Mahkamah Konstitusi (MK) menggelar sidang perdana uji materiil Undang-Undang Nomor 5 Tahun 1999 tentang Larangan Monopoli dan Persaingan Usaha Tidak Sehat, Kamis (6/10) di ruang sidang MK. Perkara Nomor 85/PUU-XIV/2016 ini diajukan oleh PT. Bandung Raya Indah Lestari yang merasa dirugikan hak konstitusionalnya dengan ketentuan Pasal 22, 23, 24, Pasal 26 huruf c, d, h, i, Pasal 41 ayat (1), ayat (2), dan Pasal 44 ayat (4), ayat (5) UU 5/1999. Kerugian tersebut dirasakan Pemohon berkaitan dengan keputusan Komisi Pengawas Persaingan Usaha (KPPU) Nomor 12/KPPU-L/2015 yang membatalkan proses pelelangan badan usaha. Menurut Pemohon, pelelangan tersebut telah telah dimenangkannya secara jujur, fair, dan terbuka.

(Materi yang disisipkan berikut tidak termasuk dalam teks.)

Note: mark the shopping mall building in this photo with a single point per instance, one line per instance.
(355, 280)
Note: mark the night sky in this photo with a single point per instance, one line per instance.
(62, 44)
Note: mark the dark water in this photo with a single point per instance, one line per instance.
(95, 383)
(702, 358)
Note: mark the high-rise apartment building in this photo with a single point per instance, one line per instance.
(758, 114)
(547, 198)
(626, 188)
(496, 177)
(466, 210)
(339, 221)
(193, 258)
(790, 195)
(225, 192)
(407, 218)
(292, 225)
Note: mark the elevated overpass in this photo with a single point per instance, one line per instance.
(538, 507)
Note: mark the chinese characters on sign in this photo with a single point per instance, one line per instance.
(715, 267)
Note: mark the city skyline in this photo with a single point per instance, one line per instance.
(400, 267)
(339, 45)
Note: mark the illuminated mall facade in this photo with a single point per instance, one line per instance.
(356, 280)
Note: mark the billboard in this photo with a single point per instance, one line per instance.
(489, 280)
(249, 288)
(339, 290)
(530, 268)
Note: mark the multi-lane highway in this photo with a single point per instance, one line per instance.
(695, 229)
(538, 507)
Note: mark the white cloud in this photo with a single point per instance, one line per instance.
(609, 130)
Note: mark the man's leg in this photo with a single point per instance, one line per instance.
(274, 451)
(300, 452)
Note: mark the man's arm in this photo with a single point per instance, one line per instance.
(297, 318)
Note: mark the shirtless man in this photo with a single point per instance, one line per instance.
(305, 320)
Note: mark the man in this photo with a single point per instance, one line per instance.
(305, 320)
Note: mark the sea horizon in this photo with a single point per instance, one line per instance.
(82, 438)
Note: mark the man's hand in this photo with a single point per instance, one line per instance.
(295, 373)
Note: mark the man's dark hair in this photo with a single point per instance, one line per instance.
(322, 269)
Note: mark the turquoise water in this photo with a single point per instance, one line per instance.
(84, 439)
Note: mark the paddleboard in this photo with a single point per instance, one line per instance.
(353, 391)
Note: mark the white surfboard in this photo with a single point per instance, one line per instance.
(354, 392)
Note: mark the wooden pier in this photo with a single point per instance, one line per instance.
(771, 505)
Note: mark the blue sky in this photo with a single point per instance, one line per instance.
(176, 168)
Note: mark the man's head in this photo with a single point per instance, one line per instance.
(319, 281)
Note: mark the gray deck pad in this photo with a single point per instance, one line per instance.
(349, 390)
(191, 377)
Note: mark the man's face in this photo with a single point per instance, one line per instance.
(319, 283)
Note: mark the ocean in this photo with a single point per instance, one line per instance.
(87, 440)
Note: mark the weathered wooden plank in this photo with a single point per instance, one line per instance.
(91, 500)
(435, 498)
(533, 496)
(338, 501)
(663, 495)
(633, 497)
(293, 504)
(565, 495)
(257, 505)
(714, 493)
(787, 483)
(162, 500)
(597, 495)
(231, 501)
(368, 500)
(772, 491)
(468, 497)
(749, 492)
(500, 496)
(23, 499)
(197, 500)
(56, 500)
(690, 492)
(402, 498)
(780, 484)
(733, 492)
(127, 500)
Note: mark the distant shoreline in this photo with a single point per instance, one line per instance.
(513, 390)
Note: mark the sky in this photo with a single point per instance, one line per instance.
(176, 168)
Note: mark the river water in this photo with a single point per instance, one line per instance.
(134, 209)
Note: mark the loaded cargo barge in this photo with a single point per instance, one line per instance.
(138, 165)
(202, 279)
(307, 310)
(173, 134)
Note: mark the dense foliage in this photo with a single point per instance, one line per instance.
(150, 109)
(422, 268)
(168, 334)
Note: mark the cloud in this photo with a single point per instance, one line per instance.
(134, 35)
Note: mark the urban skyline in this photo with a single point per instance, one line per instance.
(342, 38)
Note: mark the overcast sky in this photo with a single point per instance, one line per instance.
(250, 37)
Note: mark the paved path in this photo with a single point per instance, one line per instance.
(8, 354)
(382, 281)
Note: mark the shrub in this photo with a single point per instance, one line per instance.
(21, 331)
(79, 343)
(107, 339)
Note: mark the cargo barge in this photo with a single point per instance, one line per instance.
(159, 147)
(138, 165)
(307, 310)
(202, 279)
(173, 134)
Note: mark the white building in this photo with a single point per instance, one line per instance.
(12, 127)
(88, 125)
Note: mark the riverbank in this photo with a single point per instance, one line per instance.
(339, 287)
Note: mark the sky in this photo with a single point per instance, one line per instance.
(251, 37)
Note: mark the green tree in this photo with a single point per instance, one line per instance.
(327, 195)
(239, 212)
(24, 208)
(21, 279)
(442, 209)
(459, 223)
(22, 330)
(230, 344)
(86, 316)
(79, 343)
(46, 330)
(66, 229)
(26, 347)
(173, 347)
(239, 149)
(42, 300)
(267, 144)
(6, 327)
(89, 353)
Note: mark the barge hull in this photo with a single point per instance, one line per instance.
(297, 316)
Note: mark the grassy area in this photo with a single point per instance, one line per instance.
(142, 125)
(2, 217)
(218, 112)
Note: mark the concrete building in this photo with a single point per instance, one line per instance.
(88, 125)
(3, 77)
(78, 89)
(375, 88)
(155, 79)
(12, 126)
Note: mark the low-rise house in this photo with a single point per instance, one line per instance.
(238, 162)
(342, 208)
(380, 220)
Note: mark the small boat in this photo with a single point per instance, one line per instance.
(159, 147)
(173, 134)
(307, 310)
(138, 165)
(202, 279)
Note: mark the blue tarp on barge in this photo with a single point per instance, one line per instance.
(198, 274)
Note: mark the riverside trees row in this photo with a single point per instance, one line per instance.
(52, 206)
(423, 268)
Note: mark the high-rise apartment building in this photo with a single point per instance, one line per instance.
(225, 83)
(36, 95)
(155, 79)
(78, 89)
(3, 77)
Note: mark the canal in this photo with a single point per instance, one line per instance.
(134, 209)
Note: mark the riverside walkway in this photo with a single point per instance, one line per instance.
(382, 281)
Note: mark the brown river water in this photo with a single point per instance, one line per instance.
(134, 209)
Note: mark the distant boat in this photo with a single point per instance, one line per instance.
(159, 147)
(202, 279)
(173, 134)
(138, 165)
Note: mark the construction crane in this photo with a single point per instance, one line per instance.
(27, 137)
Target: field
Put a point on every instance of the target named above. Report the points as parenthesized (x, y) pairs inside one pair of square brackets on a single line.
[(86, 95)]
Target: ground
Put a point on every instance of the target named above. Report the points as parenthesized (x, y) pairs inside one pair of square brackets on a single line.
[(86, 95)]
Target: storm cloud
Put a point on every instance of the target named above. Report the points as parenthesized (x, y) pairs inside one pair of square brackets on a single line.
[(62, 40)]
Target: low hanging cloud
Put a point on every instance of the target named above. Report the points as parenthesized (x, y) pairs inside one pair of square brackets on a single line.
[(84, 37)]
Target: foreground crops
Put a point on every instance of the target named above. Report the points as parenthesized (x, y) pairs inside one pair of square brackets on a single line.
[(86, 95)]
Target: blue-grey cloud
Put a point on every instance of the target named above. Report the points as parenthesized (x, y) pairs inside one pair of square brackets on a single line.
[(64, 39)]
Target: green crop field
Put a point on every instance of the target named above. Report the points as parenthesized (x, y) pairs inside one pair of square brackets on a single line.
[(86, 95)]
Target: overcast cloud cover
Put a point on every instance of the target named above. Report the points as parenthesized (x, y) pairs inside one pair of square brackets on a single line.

Dalam dalil permohonannya, Pemohon menyatakan pasal-pasal yang diujikan tersebut tidak mengatur secara jelas dan tegas kedudukan KPPU. “Apakah (KPPU, red) sebagai lembaga administratif yang diberikan kewenangan untuk melakukan pemeriksaan secara administatif atau sebagai penegak hukum pidana yang berwenang melakukan penyelidikan,” jelas kuasa Pemohon Muhammad Ainul Syamsu dalam persidangan yang dipimpin Hakim Konstitusi Suhartoyo.
Lebih lanjut, menurut Pemohon, frasa “pihak lain” dalam Pasal 22, Pasal 23 dan Pasal 24 UU 5/1999 tidak memberikan kepastian hukum. Sebab, Pemohon menilai frasa tersebut bersifat multitafsir dan tidak jelas sehingga membuka ruang bagi lembaga tertentu untuk bertindak sewenang-wenang. Menurut Pemohon, frasa “pihak lain” seharusnya dimaknai sebagai frasa “pelaku usaha lain”.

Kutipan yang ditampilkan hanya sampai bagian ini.